Sabbe ran wearing the Cloudflow and Cloudswift during the day, before switching to the Cloud during the night. “Lacing your shoes and de-lacing them can take a minute, but if you only have seven minutes of sleep every hour, you don't want to reduce that to six by lacing your shoes! The Cloud gives nice cushioning and [with the speed-lacing system] they are so fast to go in and out of.”
He added: “The Weather Jacket is just the perfect layer for mixed conditions. We had some fog, some light rain, it was sometimes a bit cold and sometimes a bit warm.
Underneath, I switched between a Performance-T (day) and a Weather Shirt (night). I also did a few loops in the Waterproof Anorak, because it rained a bit more heavily and you're sure to stay 100% dry. The Tights Long were also extremely comfortable and kept my legs nice and warm in the cold conditions. That helps a lot, because if your legs get cold you feel the pain and the small issues more.”

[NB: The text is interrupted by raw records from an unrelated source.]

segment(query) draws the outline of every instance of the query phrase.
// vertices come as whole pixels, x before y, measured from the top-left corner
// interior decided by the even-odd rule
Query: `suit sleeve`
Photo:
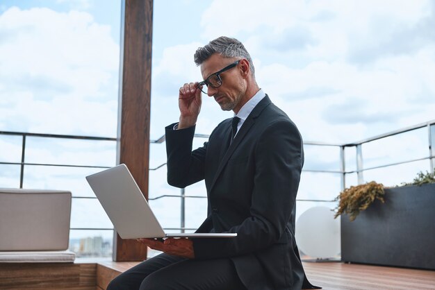
[[[232,257],[293,239],[286,225],[295,203],[303,164],[302,141],[288,120],[260,133],[254,149],[254,187],[250,216],[231,228],[236,238],[193,240],[196,259]]]
[[[174,130],[174,125],[165,128],[167,183],[183,188],[204,179],[207,142],[192,151],[195,126]]]

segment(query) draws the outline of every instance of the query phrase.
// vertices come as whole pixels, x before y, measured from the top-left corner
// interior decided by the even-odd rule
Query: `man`
[[[221,37],[199,48],[204,78],[179,89],[178,123],[166,128],[167,181],[185,187],[205,179],[208,216],[197,232],[235,238],[142,239],[164,253],[115,278],[108,289],[313,289],[295,240],[295,199],[304,164],[296,126],[258,86],[249,54]],[[236,117],[192,151],[202,91]]]

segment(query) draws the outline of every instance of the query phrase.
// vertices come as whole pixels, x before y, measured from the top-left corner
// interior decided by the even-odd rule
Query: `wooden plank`
[[[94,290],[95,264],[2,263],[0,289]]]
[[[324,289],[433,289],[435,271],[340,262],[304,262],[307,278]]]
[[[107,286],[115,278],[122,272],[106,267],[106,266],[97,265],[97,286],[102,289],[106,289]]]
[[[148,197],[152,0],[125,0],[122,82],[120,95],[120,130],[117,163],[127,165]],[[142,261],[147,247],[115,234],[113,260]]]

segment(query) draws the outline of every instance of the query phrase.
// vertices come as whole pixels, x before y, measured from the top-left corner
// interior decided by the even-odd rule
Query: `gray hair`
[[[197,49],[193,56],[195,63],[200,65],[214,53],[219,53],[224,58],[243,58],[249,62],[249,67],[252,76],[255,76],[255,69],[251,59],[251,56],[247,52],[243,44],[236,38],[221,36],[208,42],[208,44]]]

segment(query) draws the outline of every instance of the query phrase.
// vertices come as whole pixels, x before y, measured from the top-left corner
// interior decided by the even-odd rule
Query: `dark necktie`
[[[234,117],[233,118],[233,121],[231,122],[231,126],[233,128],[231,132],[231,142],[233,142],[233,139],[234,139],[234,136],[236,136],[236,133],[237,133],[237,125],[238,125],[239,121],[240,121],[240,118],[238,117]]]

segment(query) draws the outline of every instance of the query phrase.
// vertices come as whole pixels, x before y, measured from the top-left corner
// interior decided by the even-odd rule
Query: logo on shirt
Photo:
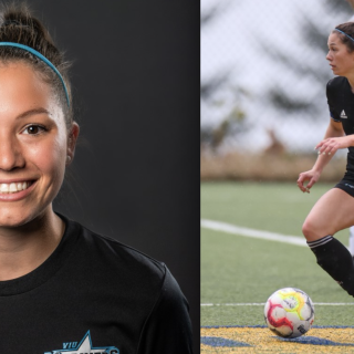
[[[45,352],[44,354],[119,354],[119,350],[115,346],[93,347],[91,334],[87,331],[79,344],[77,342],[65,342],[62,350]]]
[[[345,114],[344,110],[341,112],[341,118],[343,118],[343,119],[347,118],[347,116],[346,116],[346,114]]]

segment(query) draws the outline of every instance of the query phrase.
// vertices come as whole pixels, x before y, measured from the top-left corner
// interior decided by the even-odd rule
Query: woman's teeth
[[[0,194],[9,194],[24,190],[31,186],[30,181],[19,181],[12,184],[0,184]]]

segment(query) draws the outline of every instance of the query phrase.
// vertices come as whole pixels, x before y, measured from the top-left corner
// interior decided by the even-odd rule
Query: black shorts
[[[334,188],[340,188],[346,191],[350,196],[354,197],[354,181],[343,178]]]

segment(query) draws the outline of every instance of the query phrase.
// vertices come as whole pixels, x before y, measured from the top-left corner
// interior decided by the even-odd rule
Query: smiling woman
[[[334,235],[354,225],[354,23],[337,25],[329,37],[329,61],[336,77],[327,83],[330,124],[315,149],[312,169],[300,174],[299,188],[309,192],[333,155],[348,149],[343,179],[320,198],[306,217],[302,231],[319,266],[354,296],[353,258]]]
[[[0,353],[191,353],[188,303],[166,266],[53,211],[80,131],[66,71],[28,9],[4,9]]]

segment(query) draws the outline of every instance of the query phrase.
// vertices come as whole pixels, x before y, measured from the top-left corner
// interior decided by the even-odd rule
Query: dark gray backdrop
[[[199,2],[30,0],[73,61],[81,142],[56,210],[164,261],[199,352]]]

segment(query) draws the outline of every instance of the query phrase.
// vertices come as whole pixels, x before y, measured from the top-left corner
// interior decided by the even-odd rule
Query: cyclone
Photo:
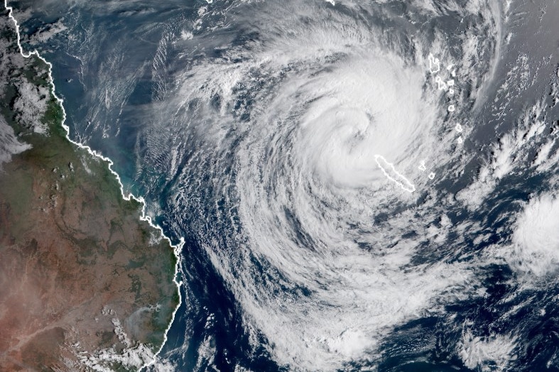
[[[185,43],[218,45],[213,55],[185,52],[188,68],[156,108],[175,113],[171,136],[195,149],[173,153],[171,208],[205,220],[189,228],[238,301],[251,343],[264,337],[272,358],[295,369],[374,363],[394,327],[442,312],[441,297],[465,295],[473,280],[468,265],[415,258],[425,241],[416,231],[440,215],[418,167],[452,168],[463,155],[429,55],[464,58],[462,77],[480,72],[466,63],[470,51],[445,52],[450,39],[429,40],[410,20],[391,27],[389,8],[356,16],[364,11],[229,9],[229,24]]]
[[[557,365],[553,1],[14,3],[183,247],[148,371]]]

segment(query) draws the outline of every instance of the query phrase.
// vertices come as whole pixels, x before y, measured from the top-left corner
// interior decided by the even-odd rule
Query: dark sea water
[[[151,370],[559,370],[559,4],[9,4],[184,239]]]

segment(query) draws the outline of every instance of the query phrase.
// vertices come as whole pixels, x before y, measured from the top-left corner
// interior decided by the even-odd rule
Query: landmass
[[[0,370],[136,370],[179,302],[177,258],[103,159],[67,138],[49,66],[0,15]]]

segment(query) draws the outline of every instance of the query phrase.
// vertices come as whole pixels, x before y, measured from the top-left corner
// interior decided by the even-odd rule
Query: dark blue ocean
[[[183,239],[150,370],[559,371],[559,4],[9,3]]]

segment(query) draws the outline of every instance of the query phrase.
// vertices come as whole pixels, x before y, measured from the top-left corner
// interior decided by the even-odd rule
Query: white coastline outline
[[[171,320],[169,322],[167,329],[165,330],[165,334],[163,334],[163,343],[161,343],[161,346],[159,347],[159,349],[153,354],[153,357],[149,363],[146,363],[139,368],[138,371],[142,371],[144,368],[150,366],[152,366],[155,363],[157,356],[159,356],[159,353],[161,352],[163,346],[167,343],[167,334],[169,332],[169,329],[170,329],[171,325],[175,322],[175,315],[176,314],[178,308],[180,307],[180,305],[183,303],[183,297],[182,295],[180,295],[180,286],[182,285],[183,282],[182,280],[180,282],[177,281],[177,275],[178,274],[178,268],[179,268],[179,265],[180,264],[180,253],[185,244],[184,238],[182,236],[180,237],[180,241],[179,242],[178,244],[176,245],[173,244],[173,243],[170,241],[170,239],[169,239],[168,236],[165,235],[163,228],[161,228],[161,226],[160,226],[159,225],[153,224],[151,221],[151,217],[146,215],[146,200],[143,199],[143,197],[136,197],[131,192],[129,192],[128,195],[124,195],[124,187],[122,185],[122,182],[121,181],[120,176],[112,168],[114,164],[113,161],[109,158],[104,156],[101,153],[98,153],[97,151],[92,150],[89,146],[87,145],[84,145],[83,143],[80,143],[79,142],[76,142],[70,138],[70,128],[68,127],[68,126],[64,124],[65,121],[66,121],[66,110],[64,109],[64,100],[62,98],[59,97],[58,95],[56,95],[56,86],[55,85],[54,79],[53,78],[53,73],[52,73],[53,64],[47,61],[43,57],[41,57],[40,54],[39,54],[39,52],[36,49],[33,50],[32,52],[28,52],[27,54],[25,53],[21,43],[21,36],[19,34],[19,23],[18,23],[17,19],[16,19],[16,18],[12,14],[13,11],[13,8],[8,5],[8,0],[4,0],[4,9],[9,12],[8,16],[13,21],[13,24],[16,26],[16,34],[17,35],[18,48],[19,48],[19,53],[24,58],[29,58],[31,55],[35,55],[36,56],[37,56],[38,58],[39,58],[40,60],[44,62],[48,66],[49,84],[50,85],[50,88],[52,89],[53,96],[54,96],[55,99],[60,105],[60,108],[62,109],[63,117],[62,117],[62,122],[60,124],[62,124],[63,128],[64,128],[64,129],[66,131],[66,139],[67,139],[70,143],[77,146],[78,148],[86,150],[92,156],[99,158],[99,159],[102,159],[102,160],[108,163],[109,170],[110,170],[111,173],[112,173],[114,175],[114,177],[116,178],[117,182],[119,182],[119,186],[120,187],[120,194],[122,196],[122,199],[127,201],[130,201],[134,199],[136,202],[141,203],[142,207],[141,207],[141,214],[140,215],[140,220],[147,221],[148,224],[149,224],[149,225],[151,227],[159,230],[161,234],[161,238],[167,240],[167,241],[169,243],[169,245],[173,248],[173,253],[175,254],[175,257],[176,258],[177,260],[176,264],[175,265],[175,274],[173,275],[173,281],[175,283],[175,285],[177,287],[177,290],[178,291],[178,304],[177,305],[177,307],[173,310]]]
[[[392,171],[393,171],[394,173],[396,173],[396,175],[398,175],[398,177],[401,177],[401,178],[402,178],[402,179],[403,179],[403,180],[406,180],[406,182],[408,182],[408,185],[409,185],[409,187],[406,187],[406,185],[405,185],[403,183],[402,183],[401,182],[398,181],[398,180],[396,180],[396,178],[394,178],[394,177],[393,177],[392,176],[391,176],[391,175],[390,175],[388,173],[388,172],[386,172],[386,171],[384,170],[384,168],[382,165],[381,165],[381,163],[379,163],[379,158],[382,158],[382,160],[384,161],[384,163],[386,163],[386,164],[389,164],[389,165],[391,167],[392,167]],[[389,163],[389,161],[387,161],[387,160],[386,160],[386,159],[385,159],[385,158],[384,158],[384,157],[383,155],[379,155],[379,154],[376,154],[376,155],[374,155],[374,161],[376,161],[376,164],[377,164],[377,165],[379,165],[379,167],[381,168],[381,170],[382,170],[382,173],[384,173],[384,175],[386,175],[386,178],[388,178],[388,179],[389,179],[389,180],[390,180],[391,181],[392,181],[392,182],[394,182],[394,183],[396,183],[396,185],[398,185],[398,186],[399,186],[399,187],[401,187],[401,188],[403,190],[404,190],[404,191],[407,191],[407,192],[409,192],[410,194],[411,194],[411,193],[413,193],[414,191],[416,191],[416,187],[413,185],[413,183],[411,183],[411,182],[409,181],[409,180],[408,180],[407,178],[406,178],[406,177],[404,177],[404,176],[403,176],[403,175],[401,175],[400,173],[398,173],[398,170],[396,170],[396,168],[394,168],[394,164],[392,164],[391,163]]]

Now though, Karel’s focus switches to recovery. And after 75 hours of racing, that will take some time.
“After such an event there's a heavy reaction from the body with swelling of the legs and feet which takes some time to get back to normal.
“I will take my bike out a few times the coming weeks and do some rides, but I won't be running because my joints have suffered. They need a break!”